Un jour, quelqu’un sonne à votre porte. Il est vêtu d’un haut-de-forme, d’une queue-de-pie et d’un noeud papillon, tel un « critique aquatique » échappé du Monde des Lettres de Fred. À partir de ce moment-là, il ne vous lâche plus. Il vous accompagne au boulot, au café, parle à vos amis, vos voisins, vos clients et met tout le monde au courant du secret honteux que vous aviez réussi à cacher jusque-là : vous êtes un mauvais payeur !
La situation financière difficile de l’Espagne et de ses habitants est une aubaine pour les sociétés de recouvrement de créances. Mais ici, certaines de ces entreprises ont des méthodes pour le moins surréalistes, voire pathétiques. On les appelle les « cobradores del moroso », littéralement « les encaisseurs de mauvais payeur ». Un secteur qui profite pleinement de la crise actuelle.
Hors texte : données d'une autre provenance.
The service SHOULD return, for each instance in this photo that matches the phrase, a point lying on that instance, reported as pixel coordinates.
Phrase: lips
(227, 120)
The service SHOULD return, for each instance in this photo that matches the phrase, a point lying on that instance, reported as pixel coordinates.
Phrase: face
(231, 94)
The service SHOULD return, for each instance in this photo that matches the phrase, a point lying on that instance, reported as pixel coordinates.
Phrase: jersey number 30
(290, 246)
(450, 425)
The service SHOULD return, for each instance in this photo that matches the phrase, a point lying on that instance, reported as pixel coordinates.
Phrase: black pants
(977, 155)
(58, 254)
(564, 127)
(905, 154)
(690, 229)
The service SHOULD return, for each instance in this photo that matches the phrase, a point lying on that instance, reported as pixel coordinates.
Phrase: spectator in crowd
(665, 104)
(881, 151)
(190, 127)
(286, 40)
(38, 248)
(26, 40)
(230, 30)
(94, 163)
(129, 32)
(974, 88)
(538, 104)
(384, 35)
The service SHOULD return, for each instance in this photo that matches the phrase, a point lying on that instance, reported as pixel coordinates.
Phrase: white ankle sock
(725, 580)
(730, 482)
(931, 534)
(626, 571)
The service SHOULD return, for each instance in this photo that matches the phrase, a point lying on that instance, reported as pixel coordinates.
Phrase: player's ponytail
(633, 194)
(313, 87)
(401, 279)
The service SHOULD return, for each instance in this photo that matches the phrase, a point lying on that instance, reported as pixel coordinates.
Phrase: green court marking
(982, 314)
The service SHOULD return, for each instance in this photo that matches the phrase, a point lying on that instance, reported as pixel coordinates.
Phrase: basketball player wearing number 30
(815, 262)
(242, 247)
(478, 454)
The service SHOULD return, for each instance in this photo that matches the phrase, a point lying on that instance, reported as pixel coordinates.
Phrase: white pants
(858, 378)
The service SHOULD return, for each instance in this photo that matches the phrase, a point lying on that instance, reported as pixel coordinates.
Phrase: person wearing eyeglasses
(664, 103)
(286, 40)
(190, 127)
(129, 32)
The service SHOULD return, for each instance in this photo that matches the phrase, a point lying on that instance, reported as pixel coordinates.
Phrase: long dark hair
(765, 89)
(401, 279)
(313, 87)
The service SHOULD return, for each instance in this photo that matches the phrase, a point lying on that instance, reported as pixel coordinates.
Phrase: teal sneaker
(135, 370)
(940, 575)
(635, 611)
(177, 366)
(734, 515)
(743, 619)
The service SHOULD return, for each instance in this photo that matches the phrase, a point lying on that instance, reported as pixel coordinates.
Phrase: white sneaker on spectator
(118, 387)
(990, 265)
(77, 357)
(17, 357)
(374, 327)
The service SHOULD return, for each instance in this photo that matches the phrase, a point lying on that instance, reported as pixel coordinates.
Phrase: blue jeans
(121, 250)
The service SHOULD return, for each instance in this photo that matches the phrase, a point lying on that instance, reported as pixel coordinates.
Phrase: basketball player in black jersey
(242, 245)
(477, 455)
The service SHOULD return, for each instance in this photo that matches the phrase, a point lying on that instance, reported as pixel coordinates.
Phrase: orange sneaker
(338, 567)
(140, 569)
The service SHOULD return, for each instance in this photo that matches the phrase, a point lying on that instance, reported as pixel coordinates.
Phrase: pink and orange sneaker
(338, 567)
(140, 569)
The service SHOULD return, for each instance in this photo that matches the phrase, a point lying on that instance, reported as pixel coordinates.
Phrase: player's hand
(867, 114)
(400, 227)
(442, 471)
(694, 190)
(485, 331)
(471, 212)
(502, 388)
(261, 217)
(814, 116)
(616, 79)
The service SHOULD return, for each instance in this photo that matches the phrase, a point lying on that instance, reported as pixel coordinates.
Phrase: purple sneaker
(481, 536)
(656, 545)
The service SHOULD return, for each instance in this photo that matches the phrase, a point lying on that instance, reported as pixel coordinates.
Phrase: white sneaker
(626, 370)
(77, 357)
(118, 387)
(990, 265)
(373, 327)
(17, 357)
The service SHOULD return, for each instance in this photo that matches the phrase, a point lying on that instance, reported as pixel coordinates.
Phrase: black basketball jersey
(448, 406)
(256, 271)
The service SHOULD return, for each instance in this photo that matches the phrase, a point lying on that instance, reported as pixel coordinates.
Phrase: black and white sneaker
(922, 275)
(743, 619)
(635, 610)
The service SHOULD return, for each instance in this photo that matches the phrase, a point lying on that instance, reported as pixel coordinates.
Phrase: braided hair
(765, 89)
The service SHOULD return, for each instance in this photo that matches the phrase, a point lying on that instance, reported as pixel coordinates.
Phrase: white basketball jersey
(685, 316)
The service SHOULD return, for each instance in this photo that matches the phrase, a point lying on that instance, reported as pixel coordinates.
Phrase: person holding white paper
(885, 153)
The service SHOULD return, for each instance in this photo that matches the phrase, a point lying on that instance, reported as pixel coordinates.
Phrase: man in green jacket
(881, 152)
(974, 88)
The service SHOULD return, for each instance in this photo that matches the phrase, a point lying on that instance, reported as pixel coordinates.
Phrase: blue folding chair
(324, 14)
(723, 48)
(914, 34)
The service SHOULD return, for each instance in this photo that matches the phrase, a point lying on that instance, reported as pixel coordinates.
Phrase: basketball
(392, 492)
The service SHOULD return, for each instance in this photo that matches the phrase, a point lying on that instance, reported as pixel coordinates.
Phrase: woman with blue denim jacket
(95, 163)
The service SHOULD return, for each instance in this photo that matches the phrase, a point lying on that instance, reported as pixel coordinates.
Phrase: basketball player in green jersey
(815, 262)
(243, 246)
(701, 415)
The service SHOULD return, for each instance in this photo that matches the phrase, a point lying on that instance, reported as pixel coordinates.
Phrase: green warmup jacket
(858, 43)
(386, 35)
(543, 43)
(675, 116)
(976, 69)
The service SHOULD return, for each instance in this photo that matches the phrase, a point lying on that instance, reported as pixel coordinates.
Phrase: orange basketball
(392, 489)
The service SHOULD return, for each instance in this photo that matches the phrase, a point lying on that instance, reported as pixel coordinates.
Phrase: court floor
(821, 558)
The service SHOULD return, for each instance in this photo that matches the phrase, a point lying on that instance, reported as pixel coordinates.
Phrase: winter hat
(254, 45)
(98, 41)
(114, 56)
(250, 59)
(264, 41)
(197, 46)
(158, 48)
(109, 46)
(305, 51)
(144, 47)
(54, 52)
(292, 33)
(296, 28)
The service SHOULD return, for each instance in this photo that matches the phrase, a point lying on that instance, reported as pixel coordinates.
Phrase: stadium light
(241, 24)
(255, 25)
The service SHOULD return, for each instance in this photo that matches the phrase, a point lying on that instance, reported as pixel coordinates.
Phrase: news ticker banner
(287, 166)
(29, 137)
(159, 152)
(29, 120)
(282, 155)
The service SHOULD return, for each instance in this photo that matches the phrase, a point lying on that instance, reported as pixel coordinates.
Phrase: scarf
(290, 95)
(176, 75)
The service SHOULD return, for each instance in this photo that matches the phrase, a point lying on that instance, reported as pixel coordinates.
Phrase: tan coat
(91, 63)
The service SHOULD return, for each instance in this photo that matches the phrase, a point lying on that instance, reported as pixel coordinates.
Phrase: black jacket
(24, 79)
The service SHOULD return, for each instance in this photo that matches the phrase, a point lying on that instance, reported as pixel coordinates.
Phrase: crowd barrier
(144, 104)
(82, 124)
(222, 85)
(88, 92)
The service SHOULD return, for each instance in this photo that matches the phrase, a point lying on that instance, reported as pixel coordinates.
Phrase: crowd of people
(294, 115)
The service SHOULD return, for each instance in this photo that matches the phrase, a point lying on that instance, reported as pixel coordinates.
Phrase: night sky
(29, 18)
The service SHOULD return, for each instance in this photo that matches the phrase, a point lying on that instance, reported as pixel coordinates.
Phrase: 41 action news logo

En effet, pour éviter des procédures judiciaires longues et à l’issue incertaine, bon nombre d’entreprises et de particuliers craignant de ne jamais revoir l’argent qu’ils ont avancé font appel au Cobrador del frac, l’encaisseur en frac, l’entreprise de recouvrement la plus célèbre d’Espagne. Elle existe depuis 24 ans et se croit héritière de Miguel de Cervantes, lui aussi cobrador avant d’être écrivain.
La technique d’un cobrador del frac : être le moins discret possible et faire honte au débiteur. Lorsque cette pression psychologique est mise sur le mauvais payeur, il ne reste plus qu’à attendre qu’il craque et rembourse son dû dont une
part pouvant s’élever jusqu’à 50% de la somme obtenue ira dans les caisses de la société de recouvrement.
Parfois, le cobrador n’est pas obligé d’aller jusqu’à enfiler le déguisement pour réussir une mission. Un couple ne s’était jamais acquitté des 60.000 € qu’avait coûté leur banquet de mariage. Le cobrador a pris son téléphone et a appelé tous les invités pour leur réclamer une part de la dette. Le couple, gêné, a immédiatement remboursé.
Dans une interview accordée au journal ABC en mai 2012, le directeur juridique d’El Cobrador del frac insiste sur le fait que les employés agissent toujours dans les limites de la légalité et que seules les entreprises solvables font l’objet d’une action.
La société assure aussi qu’elle n’accepte jamais de dossier concernant une dette entre deux particuliers. Alors puisque les encaisseurs en queue-de-pie ont délaissé un tel marché, d’autres s’en sont emparé. Avec la même recette, mais pas le même déguisement. Désormais, lorsque vous êtes endetté, vous pouvez recevoir la
visite de clowns, de moines du XVIIIe, de toreros, d’une légion romaine spécialisée dans les expulsions express ou même de Zorro qui a troqué son fidèle Tornado contre une Smart.
Si vous croisez dans la rue un cobrador vêtu de son déguisement bon marché, ne croyez pas qu’il se rend à la Puerta del Sol pour prendre des photos avec les touristes en échange de quelques euros. Il y a sûrement un mauvais payeur dans les parages.